Premier constat : il n’existe pas d’alternative sérieuse pour un flux de production professionnel. Il y a des prétendants au dessin vectoriel (inkscape…) et à la retouche photo (Pixelmator…) mais ils sont ciblés pour les particuliers et n’arrivent pas au niveau d’Illustrator et Photoshop, si il n’y avait qu’une seule raison à donner : la plupart ne connaissent pas le CMJN (alors le nuancier Pantone n’y pensez même pas) !
Remplacer InDesign est plus facile : son précurseur Xpress, l’ancien monopole de ce marché existe toujours. Pour le montage vidéo il y a du choix, pour le web development je crois aussi qu’il y a du choix mais je ne suis pas connaisseur.

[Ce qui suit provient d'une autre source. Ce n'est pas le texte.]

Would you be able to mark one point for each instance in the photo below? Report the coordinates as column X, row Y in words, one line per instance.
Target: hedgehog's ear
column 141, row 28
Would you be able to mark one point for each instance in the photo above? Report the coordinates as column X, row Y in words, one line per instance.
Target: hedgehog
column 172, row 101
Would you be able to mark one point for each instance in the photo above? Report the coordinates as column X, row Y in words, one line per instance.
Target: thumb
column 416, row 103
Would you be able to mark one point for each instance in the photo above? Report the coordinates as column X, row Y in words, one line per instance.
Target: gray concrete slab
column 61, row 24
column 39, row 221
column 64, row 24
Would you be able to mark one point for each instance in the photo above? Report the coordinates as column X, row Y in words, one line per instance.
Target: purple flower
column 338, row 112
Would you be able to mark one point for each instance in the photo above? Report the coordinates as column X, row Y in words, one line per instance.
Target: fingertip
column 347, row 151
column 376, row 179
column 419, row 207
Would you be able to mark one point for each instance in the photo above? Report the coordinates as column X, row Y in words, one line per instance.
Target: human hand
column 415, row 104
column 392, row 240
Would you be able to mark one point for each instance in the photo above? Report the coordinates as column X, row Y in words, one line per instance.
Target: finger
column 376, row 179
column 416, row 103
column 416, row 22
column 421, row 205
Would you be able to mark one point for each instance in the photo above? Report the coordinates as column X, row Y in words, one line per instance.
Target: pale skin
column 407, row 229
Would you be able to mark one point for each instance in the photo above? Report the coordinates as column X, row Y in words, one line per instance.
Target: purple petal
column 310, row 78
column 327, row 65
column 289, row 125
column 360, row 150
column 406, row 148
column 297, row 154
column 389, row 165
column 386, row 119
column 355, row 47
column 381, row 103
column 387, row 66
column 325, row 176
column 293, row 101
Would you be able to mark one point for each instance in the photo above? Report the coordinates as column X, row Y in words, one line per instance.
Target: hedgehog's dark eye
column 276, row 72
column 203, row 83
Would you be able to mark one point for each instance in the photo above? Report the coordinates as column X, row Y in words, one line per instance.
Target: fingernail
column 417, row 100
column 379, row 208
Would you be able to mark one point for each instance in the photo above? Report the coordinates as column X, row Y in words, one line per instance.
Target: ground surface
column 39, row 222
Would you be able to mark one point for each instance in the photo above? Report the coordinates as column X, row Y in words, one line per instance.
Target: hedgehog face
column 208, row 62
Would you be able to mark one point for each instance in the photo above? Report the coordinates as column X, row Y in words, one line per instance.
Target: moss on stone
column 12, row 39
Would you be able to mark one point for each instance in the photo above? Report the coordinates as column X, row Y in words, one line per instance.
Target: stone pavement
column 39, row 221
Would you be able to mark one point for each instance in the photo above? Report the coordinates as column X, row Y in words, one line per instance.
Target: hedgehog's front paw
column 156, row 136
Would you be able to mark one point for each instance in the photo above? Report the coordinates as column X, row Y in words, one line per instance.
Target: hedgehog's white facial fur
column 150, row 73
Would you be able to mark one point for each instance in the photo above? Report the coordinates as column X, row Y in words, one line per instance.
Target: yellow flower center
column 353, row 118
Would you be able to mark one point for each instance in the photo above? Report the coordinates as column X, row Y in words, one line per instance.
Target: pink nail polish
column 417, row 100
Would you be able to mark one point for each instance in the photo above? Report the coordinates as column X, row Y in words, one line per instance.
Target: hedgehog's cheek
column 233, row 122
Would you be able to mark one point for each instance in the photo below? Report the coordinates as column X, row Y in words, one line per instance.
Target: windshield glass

La Créative Cloud vaut elle le coup ?
Je ne l’ai pas essayée (pas taper!) mais certaines fonctionnalités sont assez intéressantes sur le papier : la recherche de polices ou l’assemblage de fichiers dans Illustrator; la réduction du tremblement ou le suréchantillonnage intelligent dans photoshop…
Indesign aurait une nouvelle interface façon illustrator et Photoshop ce qui aideras les moins pointus sur ce logiciel à s’y retrouver (comme moi) !
Saluont l’effort d’Adobe qui permet de télécharger et d’utiliser n’importe quel logiciel édité chez eux (After effects, Première, Lightroom…); ce qui met tout de même 19 logiciels (et pas des moindres) avec 1 seul abonnement.
Notons aussi qu’il est toujours possible d’installer ces logiciels sur 2 ordinateur à la fois avec une seule licence. Dans mon cas une machine de bureau et un portable sont tous les deux opérationnels.

La nouveauté d’Adobe c’est le Cloud : un espace de stockage dans lequel on peut placer n’importe quel type de fichier (pas seulement les fichiers créés avec Adobe CC apparemment). Une sorte de sauvegarde « tampon » est mise en place afin de récupérer d’anciennes versions d’un même fichier pendant 10 jours. Il est possible de partager des fichiers avec collaborateurs et de créer un portfolio sur Behance.
Ces fonctions ne me sont pas utiles et ne peuvent m’inciter à la location, toutefois elles peuvent vraiment avoir un intérêt dans le cas d’un travail collaboratif avec des graphistes distants. À vous de voir.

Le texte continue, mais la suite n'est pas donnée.